There were flashes of insight – such as juxtaposing several books about “the end” of various things – but his talk was a sort of history-by-Google. It was when Mr. Ritchie said Hitler had done some not nice or not-so-good things that the problem with postmodern playfulness was apparent.

The evening played so much with fact and fiction that one didn’t know surely where one stood. The feeling was similar to the moment when Edmund Morris introduced a fictional character in his biography of President Reagan. Humanist erudition was used as a tool to overwhelm the audience, who sat quietly, taking it all in.

Trouble is, the postmodernism of the Believer is not earned; the riffs tend to come not through wide knowledge of sources but rather as a lark.To the Believer’s credit, the magazine is introducing literature in a playful way to perhaps the first generation in America whose primary experience is with video and television rather than with the written word.

Host John Hodgman jokingly gave Mr. Ritchie a vaudeville-style hook at the end; the audience should have done so a lot earlier. The New York Sun’s book critic and associate editor Adam Kirsch praised the magazine’s confidence and sense of community, adding “But seriousness can’t just be asserted; it has to be demonstrated. And this the Believer has so far failed to do.”
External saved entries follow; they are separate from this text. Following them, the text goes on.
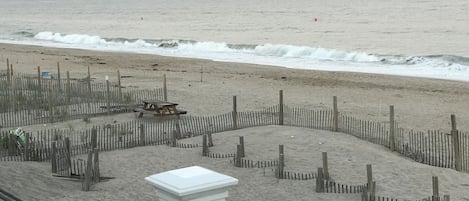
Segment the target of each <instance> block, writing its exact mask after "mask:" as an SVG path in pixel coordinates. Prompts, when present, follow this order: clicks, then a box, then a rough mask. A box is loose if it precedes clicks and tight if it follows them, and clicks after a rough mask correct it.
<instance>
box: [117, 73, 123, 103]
mask: <svg viewBox="0 0 469 201" xmlns="http://www.w3.org/2000/svg"><path fill="white" fill-rule="evenodd" d="M117 85H118V86H117V87H118V88H117V92H118V96H119V101H122V85H121V74H120V72H119V70H117Z"/></svg>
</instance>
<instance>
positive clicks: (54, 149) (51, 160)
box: [50, 141, 57, 173]
mask: <svg viewBox="0 0 469 201" xmlns="http://www.w3.org/2000/svg"><path fill="white" fill-rule="evenodd" d="M50 162H51V165H52V173H57V141H54V142H52V154H51V158H50Z"/></svg>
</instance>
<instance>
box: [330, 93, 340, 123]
mask: <svg viewBox="0 0 469 201" xmlns="http://www.w3.org/2000/svg"><path fill="white" fill-rule="evenodd" d="M332 105H333V108H334V110H333V112H334V114H333V119H332V121H333V122H332V123H333V124H334V125H333V128H332V131H334V132H338V131H339V109H338V108H337V96H333V97H332Z"/></svg>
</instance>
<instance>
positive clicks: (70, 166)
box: [65, 137, 72, 170]
mask: <svg viewBox="0 0 469 201" xmlns="http://www.w3.org/2000/svg"><path fill="white" fill-rule="evenodd" d="M65 149H66V150H67V151H66V157H67V168H68V169H69V170H70V167H72V152H71V149H70V139H69V138H68V137H66V138H65Z"/></svg>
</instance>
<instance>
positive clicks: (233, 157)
mask: <svg viewBox="0 0 469 201" xmlns="http://www.w3.org/2000/svg"><path fill="white" fill-rule="evenodd" d="M232 157H233V158H234V159H233V160H232V161H231V162H233V165H234V166H235V167H240V168H271V167H277V166H278V164H279V161H278V160H267V161H254V160H249V159H244V158H241V159H239V160H237V159H236V154H233V156H232Z"/></svg>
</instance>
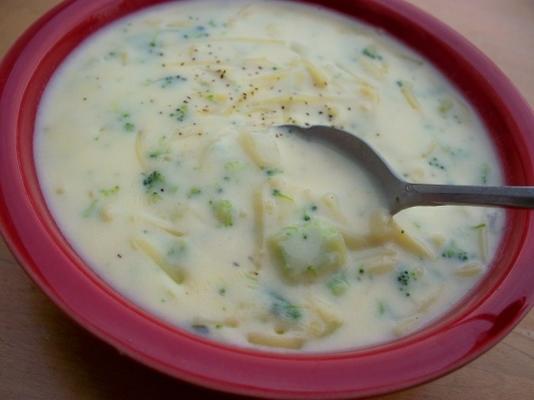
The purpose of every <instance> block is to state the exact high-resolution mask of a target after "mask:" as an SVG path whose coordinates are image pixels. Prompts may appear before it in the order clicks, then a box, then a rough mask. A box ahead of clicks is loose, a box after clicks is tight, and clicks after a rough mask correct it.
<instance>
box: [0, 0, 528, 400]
mask: <svg viewBox="0 0 534 400" xmlns="http://www.w3.org/2000/svg"><path fill="white" fill-rule="evenodd" d="M161 2H163V1H162V0H134V1H130V2H128V1H126V0H93V1H91V2H84V0H68V1H65V2H64V3H61V4H59V5H58V6H56V7H55V8H53V9H52V10H50V11H49V12H48V13H47V14H45V15H44V16H42V17H41V18H40V19H39V20H37V21H36V22H35V23H34V24H33V25H31V26H30V28H28V30H26V32H25V33H24V34H23V35H22V36H21V37H20V38H19V39H18V41H17V42H16V43H15V44H14V45H13V46H12V47H11V49H10V50H9V52H8V53H7V54H6V56H5V57H4V59H3V61H2V64H1V65H0V232H1V234H2V236H3V237H4V239H5V240H6V242H7V244H8V247H9V248H10V249H11V251H12V252H13V254H14V255H15V257H16V258H17V260H18V261H19V263H20V264H21V265H22V267H23V268H24V270H25V271H26V272H27V273H28V274H29V275H30V277H31V278H32V279H33V280H34V281H35V282H36V283H37V284H38V286H39V287H40V288H41V289H42V290H43V291H44V292H45V293H46V294H47V295H48V297H50V298H51V299H52V300H53V301H54V303H55V304H56V305H58V306H59V307H60V308H61V309H62V310H63V311H64V312H65V313H66V314H68V315H69V316H70V317H71V318H73V319H74V320H75V321H77V322H78V323H79V324H80V325H82V326H83V327H85V328H86V329H87V330H89V331H91V332H92V333H93V334H95V335H96V336H98V337H100V338H101V339H102V340H104V341H105V342H107V343H109V344H111V345H112V346H114V347H115V348H117V349H118V350H119V351H120V352H121V353H124V354H127V355H129V356H130V357H132V358H134V359H136V360H137V361H140V362H142V363H143V364H145V365H148V366H150V367H152V368H155V369H157V370H159V371H161V372H164V373H166V374H168V375H171V376H174V377H177V378H181V379H184V380H187V381H190V382H193V383H197V384H200V385H203V386H207V387H210V388H214V389H219V390H223V391H228V392H233V393H240V394H249V395H256V396H264V397H267V396H269V397H271V398H272V397H277V398H292V399H296V398H340V397H347V396H369V395H376V394H382V393H386V392H390V391H393V390H399V389H402V388H406V387H409V386H413V385H416V384H420V383H423V382H425V381H428V380H430V379H433V378H436V377H438V376H441V375H443V374H445V373H448V372H451V371H452V370H454V369H456V368H459V367H460V366H462V365H464V364H465V363H467V362H469V361H470V360H472V359H474V358H475V357H477V356H478V355H480V354H482V353H483V352H484V351H486V350H488V349H489V348H490V347H491V346H493V345H494V344H495V343H496V342H497V341H498V340H500V339H501V338H502V337H503V336H504V335H505V334H507V333H508V332H509V331H510V330H511V329H512V328H513V327H514V326H515V324H517V323H518V322H519V320H520V319H521V318H522V317H523V316H524V315H525V314H526V313H527V311H528V310H529V309H530V307H532V305H533V301H534V290H533V289H532V288H533V287H534V269H533V268H529V261H530V259H532V258H533V257H534V218H532V216H531V214H530V213H528V212H525V211H522V212H520V211H518V212H514V213H513V216H512V218H514V222H517V224H516V225H515V226H514V227H515V228H517V230H518V231H519V232H516V233H515V234H516V236H515V237H516V241H518V242H517V243H519V244H518V245H517V246H518V247H517V249H516V252H515V254H514V255H513V257H512V258H513V259H511V260H509V261H508V262H509V264H510V267H509V268H508V269H507V270H503V271H502V273H501V274H500V275H499V276H498V277H497V278H495V279H496V280H495V281H494V282H493V283H492V285H493V286H492V287H493V288H494V290H493V291H492V292H491V293H490V292H488V293H486V295H485V296H483V297H480V298H473V299H471V300H470V301H469V302H468V303H469V305H464V306H463V311H462V312H461V313H456V314H458V315H456V314H455V315H454V318H450V319H449V320H444V321H441V320H440V321H441V322H439V321H438V322H439V323H437V324H435V326H434V325H432V326H431V327H429V328H428V329H424V330H422V331H421V332H418V333H416V334H414V335H411V336H408V337H406V338H404V339H401V340H399V341H396V342H392V343H388V344H385V345H379V346H374V347H371V348H368V349H362V350H357V351H347V352H339V353H338V352H336V353H326V354H310V355H295V354H279V353H267V352H260V351H254V350H248V349H241V348H236V347H234V346H231V345H224V344H220V343H214V342H211V341H208V340H205V339H202V338H200V337H198V336H196V335H192V334H189V333H187V332H184V331H182V330H180V329H177V328H174V327H171V326H170V325H168V324H167V323H164V322H162V321H160V320H158V319H157V318H156V317H153V316H151V315H149V314H148V313H147V312H145V311H142V310H141V309H140V308H139V307H137V306H135V305H133V304H132V303H131V302H129V301H128V300H126V299H124V298H122V297H121V296H120V295H118V294H117V293H116V292H114V291H113V290H112V289H111V288H109V286H107V284H105V283H104V282H102V281H101V280H100V278H98V277H97V276H96V275H95V274H94V273H92V272H91V271H90V270H89V269H88V268H87V267H85V266H84V264H83V262H81V260H80V259H79V258H78V257H77V255H76V254H75V253H74V252H73V251H72V250H71V249H70V248H69V246H68V245H67V244H66V243H65V240H64V239H63V238H62V236H61V235H60V234H58V232H56V231H55V230H54V229H56V230H57V228H54V227H53V226H51V222H50V221H49V220H47V219H46V218H45V217H43V214H44V213H46V210H45V209H44V208H43V207H45V206H44V205H43V204H42V198H41V199H40V200H39V194H38V193H36V192H35V191H36V190H37V191H38V188H37V189H36V188H32V182H30V181H29V180H28V177H27V176H26V175H27V174H28V172H27V171H26V169H27V168H33V166H32V167H29V166H28V163H29V164H32V165H33V159H32V151H29V150H28V146H30V147H31V140H30V142H29V144H28V143H25V144H24V143H22V142H21V139H20V138H19V136H20V132H22V131H23V130H26V131H27V130H28V129H31V131H33V120H28V119H25V118H21V117H20V115H21V114H22V115H25V114H24V113H28V111H27V108H28V107H34V108H35V107H36V106H37V104H38V102H39V99H40V94H41V91H40V89H39V88H37V87H35V85H33V84H32V82H33V79H35V75H37V74H38V73H40V72H39V71H38V67H40V66H41V65H42V63H43V60H44V59H45V58H46V57H47V51H48V50H50V48H51V47H54V46H56V47H57V46H60V45H61V42H60V40H61V39H63V38H64V36H65V35H67V34H69V33H71V30H72V29H73V28H72V26H70V25H69V24H68V23H67V24H65V21H67V22H69V21H70V22H71V25H72V24H73V23H74V21H78V22H79V21H80V20H83V21H89V22H88V23H89V24H90V25H91V26H92V27H91V28H88V31H87V32H88V33H89V34H90V33H92V30H95V29H97V28H99V27H100V26H102V25H106V24H107V23H109V22H110V21H111V20H114V19H115V18H113V19H110V18H111V17H110V15H114V16H120V15H123V14H125V13H129V12H131V11H133V10H137V9H139V8H142V7H143V6H146V5H150V4H157V3H161ZM308 2H311V3H319V4H323V5H327V6H328V7H329V8H333V9H337V10H338V11H347V9H348V8H350V9H356V8H359V9H360V10H367V11H368V12H369V14H368V15H367V16H365V15H359V17H360V18H361V19H363V20H364V21H366V22H370V23H373V15H382V17H383V16H384V15H386V14H387V15H389V16H390V17H391V18H393V19H394V20H395V21H397V20H398V21H400V22H399V24H400V25H399V29H408V28H409V27H411V29H412V31H411V34H412V35H415V36H417V35H428V36H426V39H428V40H433V41H435V42H436V43H440V44H441V45H442V46H443V49H446V50H447V51H449V52H450V54H453V55H455V56H456V57H457V58H458V60H459V61H461V62H463V63H464V64H462V65H461V66H460V67H459V68H460V69H461V68H464V71H465V70H467V69H470V70H471V74H472V75H473V76H474V77H476V78H478V79H480V82H481V83H480V84H485V85H486V86H484V87H486V93H485V94H484V95H488V98H489V100H487V101H491V102H493V103H494V104H495V107H496V109H497V110H498V111H499V112H500V113H501V119H505V117H507V118H508V120H507V121H506V123H507V124H508V125H507V126H508V128H509V130H510V135H511V136H510V137H509V138H508V139H510V140H515V147H514V149H515V150H516V151H518V154H517V156H518V157H517V158H518V160H517V162H518V163H520V165H519V164H518V165H516V166H515V167H514V168H516V172H517V171H519V170H521V172H520V173H519V175H521V173H522V176H521V178H519V180H520V181H521V182H522V183H523V184H525V183H527V184H530V185H533V184H534V172H533V168H532V166H533V165H534V138H533V137H529V136H528V132H529V131H530V132H532V131H534V117H533V113H532V109H531V108H530V106H529V105H528V103H526V101H525V100H524V99H522V97H521V95H520V94H519V93H518V92H517V90H516V89H515V88H514V87H513V85H512V84H511V83H510V82H509V81H508V79H507V78H506V77H505V76H504V75H503V74H502V72H500V71H499V70H498V68H497V67H496V66H495V65H494V64H493V63H492V62H491V61H490V60H489V59H488V58H486V57H485V56H484V55H483V54H482V53H481V52H480V51H478V50H477V49H476V48H475V47H474V46H473V45H471V44H470V43H469V42H468V41H467V40H466V39H464V38H463V37H462V36H460V35H459V34H457V33H455V32H454V31H452V29H450V28H448V27H447V26H446V25H444V24H443V23H441V22H439V21H438V20H436V19H435V18H433V17H431V16H429V15H428V14H426V13H424V12H422V11H421V10H419V9H417V8H416V7H414V6H412V5H410V4H408V3H405V2H403V1H402V0H362V1H359V2H356V1H351V2H343V1H332V2H330V3H328V2H326V1H320V0H316V1H315V0H311V1H308ZM325 3H326V4H325ZM102 10H107V11H108V14H105V13H103V12H102ZM99 12H100V13H101V14H98V13H99ZM373 13H374V14H373ZM380 13H382V14H380ZM95 15H98V16H99V17H95ZM375 22H376V21H375ZM379 22H380V21H379ZM381 23H383V21H382V22H381ZM383 28H384V27H383ZM386 30H388V29H386ZM87 32H86V33H85V34H82V38H83V37H86V36H87V34H88V33H87ZM408 36H409V35H408ZM415 36H414V37H415ZM416 39H417V40H421V38H416ZM416 39H414V40H416ZM408 40H410V37H408ZM403 41H406V40H404V39H403ZM78 42H79V41H78ZM408 45H410V44H409V43H408ZM50 46H51V47H50ZM69 52H70V50H69ZM427 58H429V57H427ZM430 58H431V57H430ZM432 61H434V62H436V60H432ZM475 71H476V72H475ZM51 72H53V69H52V70H51V71H45V72H43V74H44V75H43V76H42V77H40V78H39V79H41V81H42V82H41V83H42V84H44V85H45V84H46V81H47V78H46V75H47V74H48V77H49V76H50V74H51ZM442 72H445V73H446V74H447V72H451V71H450V70H449V71H442ZM43 82H44V83H43ZM466 84H467V83H466ZM467 85H468V86H469V85H470V83H469V84H467ZM464 89H465V88H464ZM464 94H465V93H464ZM484 101H486V100H484ZM28 102H30V105H28ZM493 103H492V104H493ZM21 143H22V144H21ZM24 146H26V147H25V148H24ZM30 150H31V149H30ZM28 152H29V153H30V154H29V155H28ZM28 157H29V158H28ZM80 294H83V295H84V296H86V297H84V298H81V296H80ZM87 298H88V299H91V302H87V301H85V300H86V299H87ZM89 303H90V304H89ZM438 328H439V329H438ZM154 342H158V343H157V344H155V343H154ZM407 366H411V368H407ZM244 367H246V368H244Z"/></svg>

But the Believer’s contribution to history may be to show how propagandists operate: with blurry, slippery presentations. The Knickerbocker was reminded of Walt Whitman’s poem in which a listener heard the learned astronomer lecturing to much applause:

How soon unaccountable I became tired and sick,
Till rising and gliding out I wander’d off by myself,
In the mystical moist night-air, and from time to time,
Look’d up in perfect silence at the stars.

The Knickerbocker strolled down to hear a panel on dual citizenship cohosted by an online magazine, Words Without Borders, which was sublime.